In his 1924 review of the film for New York Times, Mordaunt Hall praised the film's direction, performances, and story, calling it' "the finest production we have yet seen".
Author and film critic Leonard Maltin gave the film three out of a possible four stars, calling it "a Pagliacci–type vehicle for Chaney."
Hans J. Wollstein from Allmovie gave the film a positive review, praising Chaney's and McDermott's performances.

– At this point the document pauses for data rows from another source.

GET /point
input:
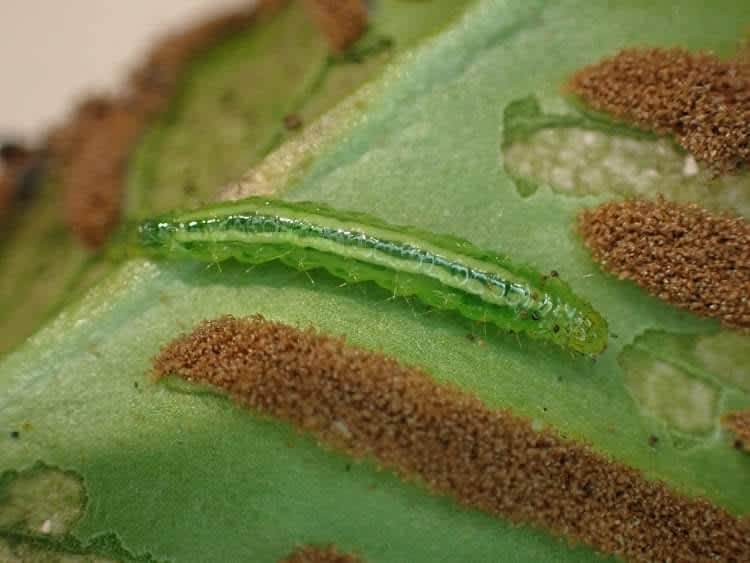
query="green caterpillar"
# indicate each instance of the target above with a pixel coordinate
(442, 271)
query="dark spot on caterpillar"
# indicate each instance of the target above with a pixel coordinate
(292, 121)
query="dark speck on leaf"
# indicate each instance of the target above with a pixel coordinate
(292, 121)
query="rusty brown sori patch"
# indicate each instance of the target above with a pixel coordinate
(701, 100)
(682, 254)
(319, 554)
(340, 21)
(368, 404)
(92, 148)
(739, 423)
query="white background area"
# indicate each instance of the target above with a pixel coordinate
(53, 52)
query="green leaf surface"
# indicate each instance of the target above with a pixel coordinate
(190, 476)
(226, 115)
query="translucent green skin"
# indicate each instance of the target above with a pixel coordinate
(441, 271)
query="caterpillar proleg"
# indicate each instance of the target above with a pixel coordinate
(442, 271)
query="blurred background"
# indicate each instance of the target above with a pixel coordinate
(53, 52)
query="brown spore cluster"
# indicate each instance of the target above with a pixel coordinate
(319, 554)
(682, 254)
(19, 168)
(340, 21)
(700, 99)
(92, 148)
(739, 423)
(368, 404)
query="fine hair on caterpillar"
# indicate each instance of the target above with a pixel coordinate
(441, 271)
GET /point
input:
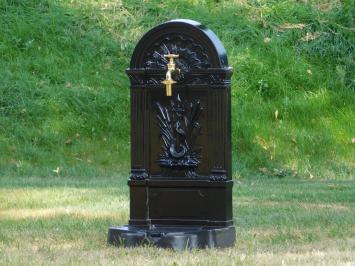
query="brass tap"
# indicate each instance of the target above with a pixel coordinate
(171, 68)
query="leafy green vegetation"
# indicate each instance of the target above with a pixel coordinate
(64, 221)
(64, 95)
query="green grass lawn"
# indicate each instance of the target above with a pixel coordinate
(64, 94)
(65, 220)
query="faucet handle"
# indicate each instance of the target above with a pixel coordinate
(171, 56)
(171, 59)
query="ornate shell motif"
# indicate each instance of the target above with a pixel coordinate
(179, 128)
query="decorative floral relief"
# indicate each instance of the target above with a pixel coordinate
(191, 54)
(179, 129)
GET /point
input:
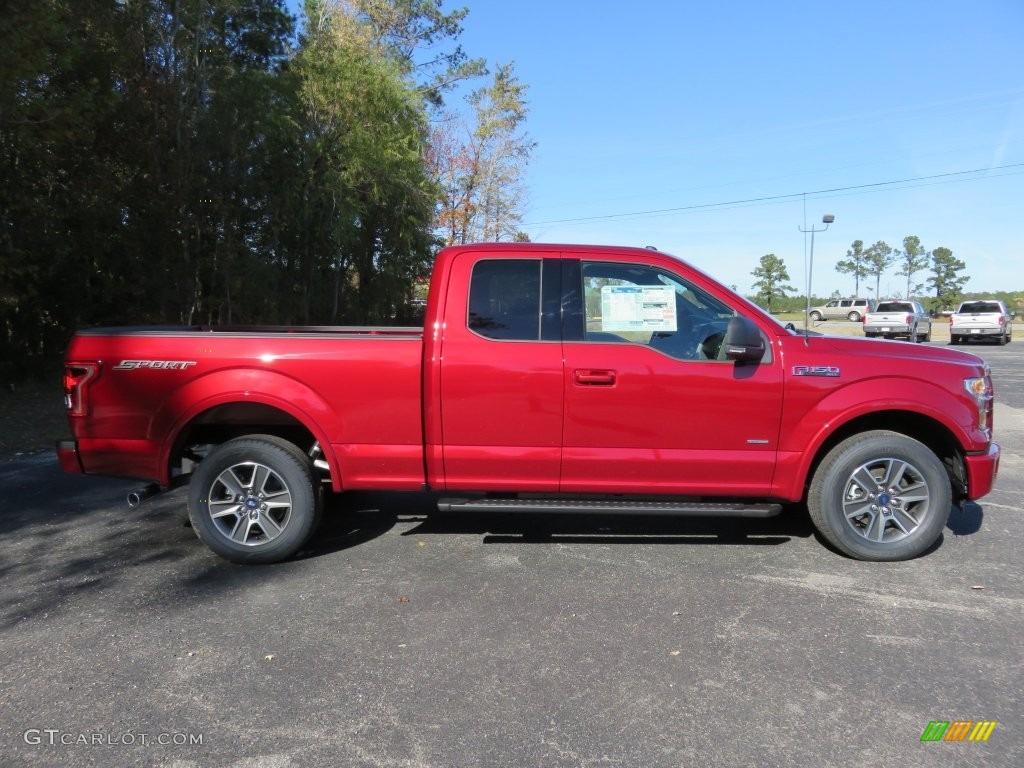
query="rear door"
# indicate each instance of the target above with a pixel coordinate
(501, 373)
(651, 406)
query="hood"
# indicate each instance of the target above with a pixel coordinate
(894, 350)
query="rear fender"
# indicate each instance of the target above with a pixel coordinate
(248, 386)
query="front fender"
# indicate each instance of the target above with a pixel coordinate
(805, 431)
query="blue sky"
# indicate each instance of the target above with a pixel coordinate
(649, 105)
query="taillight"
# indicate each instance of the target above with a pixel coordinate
(983, 393)
(77, 376)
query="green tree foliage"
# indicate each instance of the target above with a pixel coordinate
(854, 264)
(771, 276)
(911, 259)
(878, 258)
(946, 279)
(193, 161)
(480, 169)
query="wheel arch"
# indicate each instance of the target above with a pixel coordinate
(212, 410)
(931, 432)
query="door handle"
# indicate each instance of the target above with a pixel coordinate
(594, 378)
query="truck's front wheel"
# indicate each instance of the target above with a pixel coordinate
(254, 500)
(880, 496)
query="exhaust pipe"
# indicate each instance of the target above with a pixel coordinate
(138, 496)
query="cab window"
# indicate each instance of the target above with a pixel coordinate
(639, 304)
(505, 299)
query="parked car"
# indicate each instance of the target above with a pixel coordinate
(986, 318)
(852, 309)
(892, 320)
(545, 379)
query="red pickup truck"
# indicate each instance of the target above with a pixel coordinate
(547, 378)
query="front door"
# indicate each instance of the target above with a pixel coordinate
(651, 406)
(501, 374)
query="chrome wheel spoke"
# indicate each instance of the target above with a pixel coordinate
(231, 483)
(223, 508)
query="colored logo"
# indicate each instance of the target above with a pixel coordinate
(958, 730)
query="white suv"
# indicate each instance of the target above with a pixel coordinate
(852, 309)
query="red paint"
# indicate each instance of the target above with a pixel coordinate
(455, 410)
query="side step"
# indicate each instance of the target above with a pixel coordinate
(613, 507)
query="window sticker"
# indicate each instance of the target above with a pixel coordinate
(638, 308)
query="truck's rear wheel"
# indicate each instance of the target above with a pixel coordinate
(880, 496)
(254, 500)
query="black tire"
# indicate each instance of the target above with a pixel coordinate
(899, 522)
(254, 500)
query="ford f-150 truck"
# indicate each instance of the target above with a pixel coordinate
(980, 320)
(546, 379)
(892, 320)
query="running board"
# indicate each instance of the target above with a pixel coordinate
(573, 506)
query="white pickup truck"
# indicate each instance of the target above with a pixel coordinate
(891, 320)
(980, 320)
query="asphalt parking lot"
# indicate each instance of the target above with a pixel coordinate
(414, 640)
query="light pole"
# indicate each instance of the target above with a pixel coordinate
(826, 219)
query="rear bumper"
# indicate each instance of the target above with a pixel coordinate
(135, 459)
(68, 457)
(981, 471)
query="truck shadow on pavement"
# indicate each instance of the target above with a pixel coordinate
(354, 518)
(357, 517)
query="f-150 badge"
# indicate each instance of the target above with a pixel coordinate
(829, 371)
(155, 365)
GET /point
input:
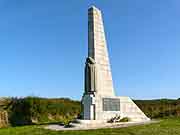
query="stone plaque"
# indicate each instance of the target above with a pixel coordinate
(111, 104)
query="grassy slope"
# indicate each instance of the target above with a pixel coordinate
(165, 127)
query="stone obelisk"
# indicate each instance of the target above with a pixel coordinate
(97, 49)
(99, 101)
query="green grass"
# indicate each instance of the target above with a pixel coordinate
(164, 127)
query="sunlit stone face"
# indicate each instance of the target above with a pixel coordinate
(97, 49)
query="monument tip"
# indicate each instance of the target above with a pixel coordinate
(93, 7)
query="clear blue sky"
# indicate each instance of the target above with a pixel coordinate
(43, 46)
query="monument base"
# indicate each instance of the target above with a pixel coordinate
(102, 108)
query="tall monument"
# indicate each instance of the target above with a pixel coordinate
(99, 100)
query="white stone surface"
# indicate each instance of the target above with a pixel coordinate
(93, 102)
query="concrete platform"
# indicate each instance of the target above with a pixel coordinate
(95, 124)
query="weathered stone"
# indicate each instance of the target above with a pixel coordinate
(99, 101)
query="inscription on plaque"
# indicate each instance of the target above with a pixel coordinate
(111, 104)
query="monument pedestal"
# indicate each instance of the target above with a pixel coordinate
(99, 101)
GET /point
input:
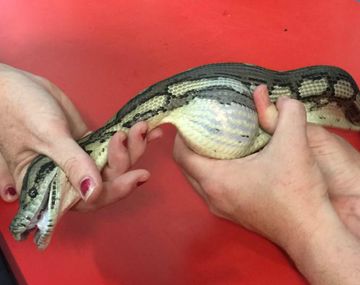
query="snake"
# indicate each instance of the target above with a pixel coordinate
(212, 108)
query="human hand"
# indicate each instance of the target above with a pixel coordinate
(279, 192)
(37, 117)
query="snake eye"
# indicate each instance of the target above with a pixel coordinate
(33, 192)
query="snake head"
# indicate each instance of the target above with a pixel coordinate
(36, 203)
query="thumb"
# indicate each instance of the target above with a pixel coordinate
(291, 126)
(78, 166)
(267, 112)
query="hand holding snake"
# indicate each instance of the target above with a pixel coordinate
(34, 112)
(214, 111)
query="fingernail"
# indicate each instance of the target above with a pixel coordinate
(125, 143)
(144, 135)
(11, 191)
(140, 183)
(86, 187)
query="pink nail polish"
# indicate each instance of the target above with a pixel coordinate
(11, 191)
(140, 183)
(144, 135)
(85, 186)
(125, 143)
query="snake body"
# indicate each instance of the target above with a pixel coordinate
(212, 107)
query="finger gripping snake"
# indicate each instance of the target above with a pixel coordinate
(213, 109)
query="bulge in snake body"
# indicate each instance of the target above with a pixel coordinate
(212, 108)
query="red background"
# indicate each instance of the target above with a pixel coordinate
(101, 53)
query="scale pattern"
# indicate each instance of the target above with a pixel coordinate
(212, 107)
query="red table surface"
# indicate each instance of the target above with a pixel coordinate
(102, 53)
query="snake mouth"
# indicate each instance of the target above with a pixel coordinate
(36, 221)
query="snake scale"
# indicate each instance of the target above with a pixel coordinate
(213, 109)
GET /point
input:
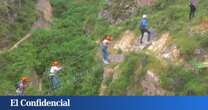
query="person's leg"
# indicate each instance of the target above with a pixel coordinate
(56, 81)
(149, 34)
(142, 35)
(53, 82)
(105, 54)
(190, 12)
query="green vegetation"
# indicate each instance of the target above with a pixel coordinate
(16, 17)
(71, 40)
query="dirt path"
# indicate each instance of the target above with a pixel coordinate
(45, 17)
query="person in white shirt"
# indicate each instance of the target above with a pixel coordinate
(55, 68)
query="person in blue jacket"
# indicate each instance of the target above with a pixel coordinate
(144, 27)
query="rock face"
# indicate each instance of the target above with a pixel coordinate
(151, 85)
(144, 2)
(118, 10)
(164, 49)
(125, 43)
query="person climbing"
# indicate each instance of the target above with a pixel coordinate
(192, 5)
(104, 44)
(144, 27)
(21, 85)
(54, 79)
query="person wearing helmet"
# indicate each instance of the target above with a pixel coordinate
(21, 85)
(192, 5)
(104, 47)
(55, 68)
(144, 27)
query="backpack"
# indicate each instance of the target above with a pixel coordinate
(143, 23)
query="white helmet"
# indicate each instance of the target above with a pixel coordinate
(144, 16)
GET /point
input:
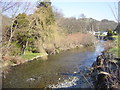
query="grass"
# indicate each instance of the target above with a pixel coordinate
(30, 55)
(116, 49)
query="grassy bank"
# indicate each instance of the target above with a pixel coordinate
(116, 49)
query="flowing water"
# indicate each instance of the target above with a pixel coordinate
(59, 71)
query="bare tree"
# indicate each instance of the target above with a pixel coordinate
(12, 8)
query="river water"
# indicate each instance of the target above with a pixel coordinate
(59, 71)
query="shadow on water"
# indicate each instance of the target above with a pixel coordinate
(59, 68)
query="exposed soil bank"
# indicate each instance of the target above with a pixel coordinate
(60, 70)
(105, 72)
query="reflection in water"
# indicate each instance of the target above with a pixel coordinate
(60, 69)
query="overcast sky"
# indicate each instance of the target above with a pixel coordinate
(97, 9)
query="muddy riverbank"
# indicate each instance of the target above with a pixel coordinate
(60, 70)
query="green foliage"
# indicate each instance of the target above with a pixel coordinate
(15, 49)
(21, 21)
(110, 33)
(30, 55)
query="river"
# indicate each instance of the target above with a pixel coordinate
(59, 71)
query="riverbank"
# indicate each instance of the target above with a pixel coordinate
(11, 61)
(105, 71)
(57, 70)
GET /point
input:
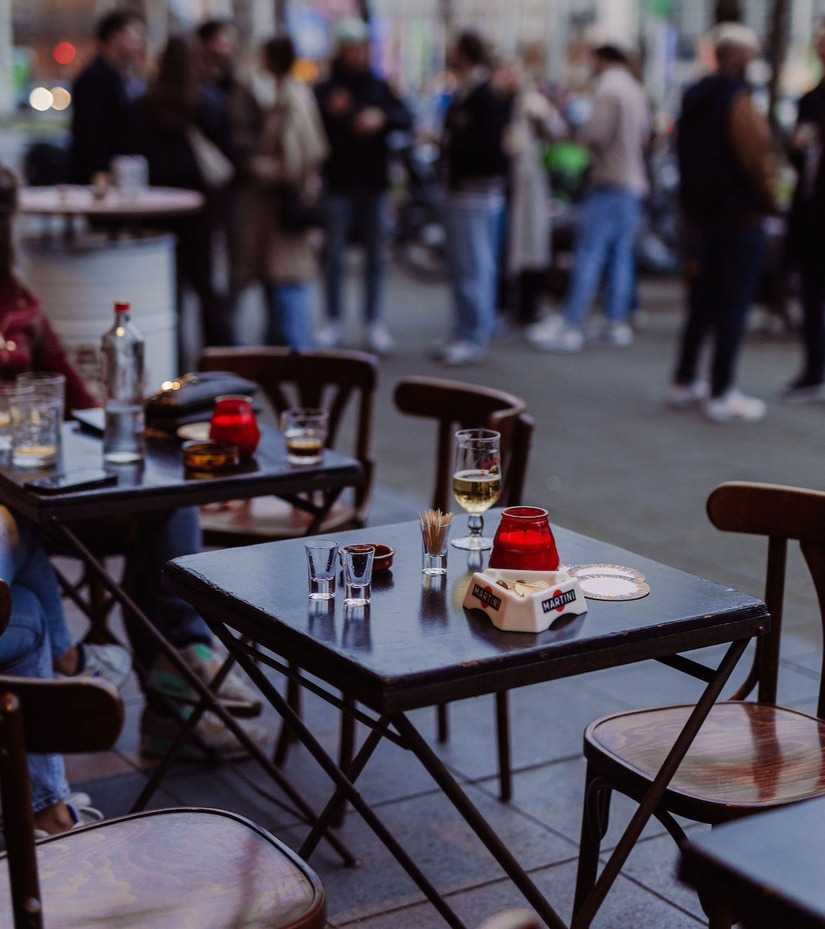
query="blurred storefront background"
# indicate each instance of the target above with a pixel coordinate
(44, 42)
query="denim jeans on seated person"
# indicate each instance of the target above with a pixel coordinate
(36, 635)
(603, 250)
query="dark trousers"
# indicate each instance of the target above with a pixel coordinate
(812, 281)
(724, 272)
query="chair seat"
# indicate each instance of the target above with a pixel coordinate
(264, 518)
(173, 869)
(746, 756)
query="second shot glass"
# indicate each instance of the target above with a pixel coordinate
(321, 568)
(357, 561)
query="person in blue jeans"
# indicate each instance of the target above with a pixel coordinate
(286, 162)
(359, 110)
(728, 188)
(617, 135)
(476, 166)
(37, 644)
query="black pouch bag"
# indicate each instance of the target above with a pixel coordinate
(191, 398)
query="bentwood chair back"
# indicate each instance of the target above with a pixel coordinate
(342, 382)
(185, 867)
(455, 405)
(748, 756)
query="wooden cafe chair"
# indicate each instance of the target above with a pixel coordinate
(749, 756)
(175, 867)
(456, 405)
(342, 382)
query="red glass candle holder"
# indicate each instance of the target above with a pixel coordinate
(233, 423)
(524, 541)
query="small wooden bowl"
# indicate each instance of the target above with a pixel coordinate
(203, 459)
(382, 559)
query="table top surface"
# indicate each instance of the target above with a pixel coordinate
(159, 481)
(76, 200)
(769, 866)
(416, 645)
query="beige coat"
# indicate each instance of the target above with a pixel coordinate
(292, 148)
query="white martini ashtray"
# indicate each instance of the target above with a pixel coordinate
(524, 601)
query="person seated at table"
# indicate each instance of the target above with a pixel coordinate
(148, 542)
(37, 643)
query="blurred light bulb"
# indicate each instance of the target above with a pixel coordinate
(41, 99)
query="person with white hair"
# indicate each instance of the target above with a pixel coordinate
(728, 188)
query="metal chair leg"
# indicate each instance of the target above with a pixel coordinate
(595, 820)
(505, 766)
(442, 723)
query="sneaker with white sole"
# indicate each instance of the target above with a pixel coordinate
(553, 334)
(379, 339)
(462, 353)
(235, 693)
(735, 407)
(157, 734)
(111, 663)
(80, 809)
(687, 396)
(329, 335)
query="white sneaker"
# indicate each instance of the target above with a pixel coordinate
(111, 663)
(329, 335)
(379, 339)
(544, 328)
(555, 335)
(458, 354)
(687, 396)
(735, 407)
(236, 693)
(81, 810)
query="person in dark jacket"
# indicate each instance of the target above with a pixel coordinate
(476, 167)
(806, 234)
(359, 110)
(102, 94)
(728, 188)
(165, 119)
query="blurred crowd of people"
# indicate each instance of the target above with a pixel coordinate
(320, 158)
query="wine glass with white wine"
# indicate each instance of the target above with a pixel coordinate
(476, 481)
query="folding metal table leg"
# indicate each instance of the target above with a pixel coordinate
(207, 699)
(344, 781)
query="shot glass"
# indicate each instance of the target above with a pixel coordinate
(434, 551)
(357, 560)
(46, 383)
(321, 568)
(6, 393)
(305, 432)
(35, 429)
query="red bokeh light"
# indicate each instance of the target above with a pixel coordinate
(64, 53)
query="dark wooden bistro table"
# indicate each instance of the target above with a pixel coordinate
(158, 484)
(769, 868)
(415, 646)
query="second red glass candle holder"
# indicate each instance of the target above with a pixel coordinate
(524, 541)
(233, 423)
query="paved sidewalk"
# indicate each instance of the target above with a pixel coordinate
(608, 460)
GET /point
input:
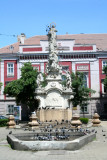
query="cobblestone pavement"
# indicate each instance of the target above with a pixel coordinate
(96, 150)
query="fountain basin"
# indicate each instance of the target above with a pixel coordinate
(37, 145)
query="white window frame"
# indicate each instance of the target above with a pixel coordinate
(12, 113)
(103, 65)
(85, 112)
(10, 74)
(64, 70)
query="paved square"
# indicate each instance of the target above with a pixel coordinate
(96, 150)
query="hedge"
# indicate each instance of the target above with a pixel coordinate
(84, 120)
(3, 122)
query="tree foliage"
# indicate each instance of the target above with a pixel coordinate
(23, 89)
(80, 92)
(105, 80)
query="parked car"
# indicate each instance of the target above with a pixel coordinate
(3, 117)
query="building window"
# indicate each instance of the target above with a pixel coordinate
(10, 109)
(85, 80)
(65, 68)
(104, 64)
(105, 108)
(10, 69)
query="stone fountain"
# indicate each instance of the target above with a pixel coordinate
(54, 98)
(54, 106)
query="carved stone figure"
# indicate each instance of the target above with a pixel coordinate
(39, 79)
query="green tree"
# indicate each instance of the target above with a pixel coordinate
(23, 89)
(105, 80)
(80, 91)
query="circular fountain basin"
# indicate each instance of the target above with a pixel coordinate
(17, 143)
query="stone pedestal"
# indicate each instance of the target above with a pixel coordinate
(96, 122)
(11, 123)
(33, 124)
(75, 121)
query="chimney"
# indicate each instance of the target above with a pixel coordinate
(21, 38)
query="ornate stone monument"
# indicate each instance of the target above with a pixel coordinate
(54, 98)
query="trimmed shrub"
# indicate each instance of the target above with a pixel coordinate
(3, 122)
(84, 120)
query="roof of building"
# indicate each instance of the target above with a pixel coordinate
(99, 39)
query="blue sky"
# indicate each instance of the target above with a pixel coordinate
(32, 16)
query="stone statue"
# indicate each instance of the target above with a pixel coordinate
(53, 67)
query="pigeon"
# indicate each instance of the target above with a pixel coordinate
(10, 132)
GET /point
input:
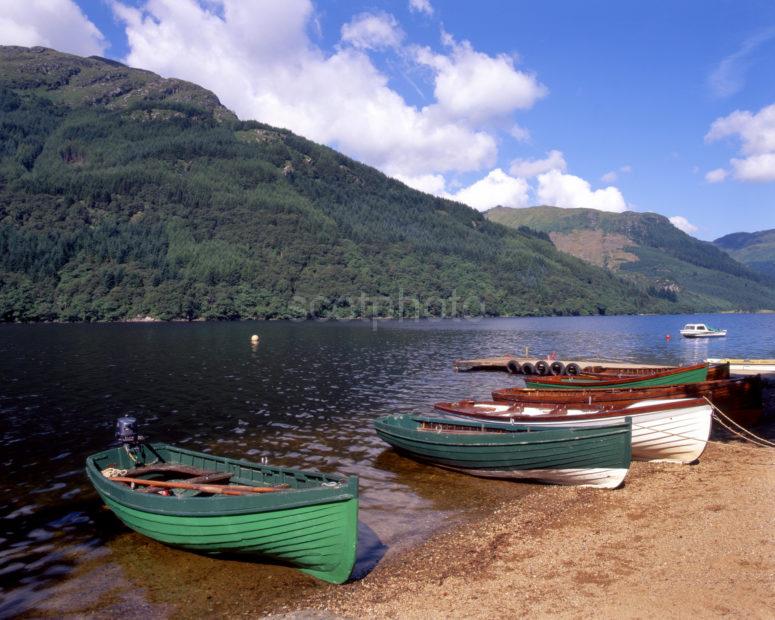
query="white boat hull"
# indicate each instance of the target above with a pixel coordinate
(676, 435)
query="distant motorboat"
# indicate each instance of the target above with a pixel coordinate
(700, 330)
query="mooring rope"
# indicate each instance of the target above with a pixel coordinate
(722, 418)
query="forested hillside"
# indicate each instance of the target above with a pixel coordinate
(648, 249)
(123, 194)
(755, 250)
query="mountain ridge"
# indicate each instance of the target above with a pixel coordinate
(124, 194)
(756, 250)
(649, 249)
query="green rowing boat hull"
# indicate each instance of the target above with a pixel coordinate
(311, 526)
(694, 375)
(572, 455)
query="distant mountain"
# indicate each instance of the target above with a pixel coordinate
(123, 194)
(647, 248)
(756, 250)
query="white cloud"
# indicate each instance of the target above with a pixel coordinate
(421, 6)
(612, 175)
(728, 77)
(569, 191)
(527, 168)
(716, 176)
(257, 57)
(59, 24)
(372, 31)
(259, 60)
(519, 133)
(757, 136)
(681, 223)
(474, 87)
(496, 189)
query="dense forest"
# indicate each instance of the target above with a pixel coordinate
(123, 194)
(755, 250)
(654, 253)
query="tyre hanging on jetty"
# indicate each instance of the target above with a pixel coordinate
(557, 368)
(542, 368)
(573, 369)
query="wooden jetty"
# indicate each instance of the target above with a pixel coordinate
(500, 363)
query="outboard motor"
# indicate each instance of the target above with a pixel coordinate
(127, 436)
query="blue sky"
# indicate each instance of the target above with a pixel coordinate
(659, 106)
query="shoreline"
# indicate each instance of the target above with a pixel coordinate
(695, 538)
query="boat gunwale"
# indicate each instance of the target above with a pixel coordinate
(598, 414)
(223, 506)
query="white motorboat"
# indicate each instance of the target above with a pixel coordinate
(700, 330)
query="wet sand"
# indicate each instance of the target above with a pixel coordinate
(675, 541)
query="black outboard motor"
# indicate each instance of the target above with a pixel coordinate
(126, 432)
(127, 436)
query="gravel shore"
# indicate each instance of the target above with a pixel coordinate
(675, 541)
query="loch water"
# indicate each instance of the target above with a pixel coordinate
(305, 396)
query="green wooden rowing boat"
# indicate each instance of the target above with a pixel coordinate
(673, 376)
(597, 456)
(310, 524)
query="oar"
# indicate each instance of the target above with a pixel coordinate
(221, 489)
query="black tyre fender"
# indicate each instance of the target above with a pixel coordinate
(542, 367)
(573, 368)
(558, 368)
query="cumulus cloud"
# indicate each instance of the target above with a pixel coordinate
(372, 31)
(475, 87)
(756, 133)
(496, 189)
(681, 223)
(569, 191)
(51, 23)
(259, 60)
(527, 168)
(728, 77)
(421, 6)
(716, 176)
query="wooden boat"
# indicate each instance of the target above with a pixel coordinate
(717, 369)
(672, 430)
(746, 366)
(675, 376)
(700, 330)
(741, 399)
(308, 520)
(597, 457)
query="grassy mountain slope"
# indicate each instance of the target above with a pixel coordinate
(649, 249)
(755, 250)
(123, 194)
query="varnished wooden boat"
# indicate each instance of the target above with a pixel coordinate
(674, 376)
(598, 457)
(718, 370)
(741, 399)
(309, 521)
(746, 366)
(672, 430)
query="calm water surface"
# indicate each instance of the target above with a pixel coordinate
(305, 397)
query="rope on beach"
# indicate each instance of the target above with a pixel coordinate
(722, 418)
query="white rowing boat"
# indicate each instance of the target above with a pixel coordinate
(674, 430)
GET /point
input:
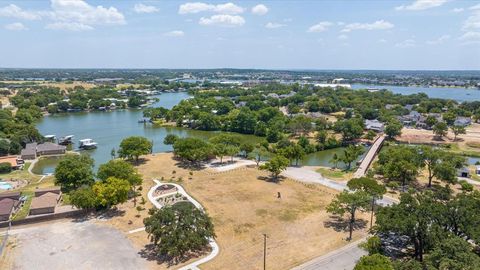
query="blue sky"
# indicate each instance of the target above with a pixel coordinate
(355, 34)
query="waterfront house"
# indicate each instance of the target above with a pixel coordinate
(45, 201)
(9, 204)
(14, 161)
(463, 121)
(463, 172)
(32, 150)
(374, 125)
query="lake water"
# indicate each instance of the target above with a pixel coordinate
(458, 94)
(109, 128)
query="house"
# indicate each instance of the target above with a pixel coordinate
(463, 172)
(14, 161)
(463, 121)
(9, 204)
(40, 191)
(6, 208)
(374, 125)
(32, 150)
(44, 204)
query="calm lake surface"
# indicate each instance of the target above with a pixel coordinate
(109, 128)
(458, 94)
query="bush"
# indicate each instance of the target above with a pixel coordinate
(393, 185)
(5, 167)
(373, 245)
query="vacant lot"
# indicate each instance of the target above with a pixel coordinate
(244, 206)
(71, 245)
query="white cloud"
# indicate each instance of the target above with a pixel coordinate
(15, 27)
(69, 26)
(439, 40)
(272, 25)
(422, 5)
(141, 8)
(470, 38)
(197, 7)
(260, 9)
(473, 21)
(223, 20)
(406, 43)
(14, 11)
(319, 27)
(175, 33)
(477, 6)
(378, 25)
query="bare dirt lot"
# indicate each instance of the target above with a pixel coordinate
(71, 245)
(244, 206)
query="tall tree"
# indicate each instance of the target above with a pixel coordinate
(349, 203)
(74, 171)
(178, 230)
(371, 187)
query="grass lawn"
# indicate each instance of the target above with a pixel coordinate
(244, 206)
(335, 174)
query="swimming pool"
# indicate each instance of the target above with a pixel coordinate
(5, 185)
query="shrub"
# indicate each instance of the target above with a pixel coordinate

"At the Capitol this week there is a picture which defies one to write about it without indulging in superlatives. It is a shadow drama so beautifully told, so flawlessly directed that we imagine that it will be held up as a model by all producers. Throughout its length there is not an instant of ennui, not a second one wants to lose...Never in his efforts before the camera has Mr. Chaney delivered such a marvelous performance as he does as this character. He is restrained in his acting, never overdoing the sentimental situations, and is guarded in his make-up...For dramatic value and a faultless adaptation of the play, this is the finest production we have yet seen." ---The New York Times

"While this picture may not quite live up to the claim made of "the perfect motion picture," it is nevertheless a mighty fine screen entertainment, capably acted, almost flawlessly directed and photographed...Lon Chaney as "He" stands out as possibly the greatest character actor of the screen. In this role he displays an understanding of character beyond anything that he has done heretofore." ---Variety

"Lon Chaney does the best work of his career. Here his performance has breadth, force and imagination." ---Photoplay

"(Chaney's) makeup is, as usual, perfect and he gives you a magnificent performance, full of pathos that brings a gulp to your throat" ---Movie Weekly

"Never before have I seen Mr. Lon Chaney perform so faithfully and so knowingly as he does in this part of the tragic clown. Both as the scientist and later as the circus clown, he is shown to be abundantly equipped with those essential gifts which make for compelling characterization before the camera....(With all the film's) fineness, I am inclined to think that Mr. Lon Chaney is the real triumph" ---New York World

== Legacy ==
In 2024, a 4K restoration of the film was carried out by Blackhawk Films. A Blu-ray version released in 2025.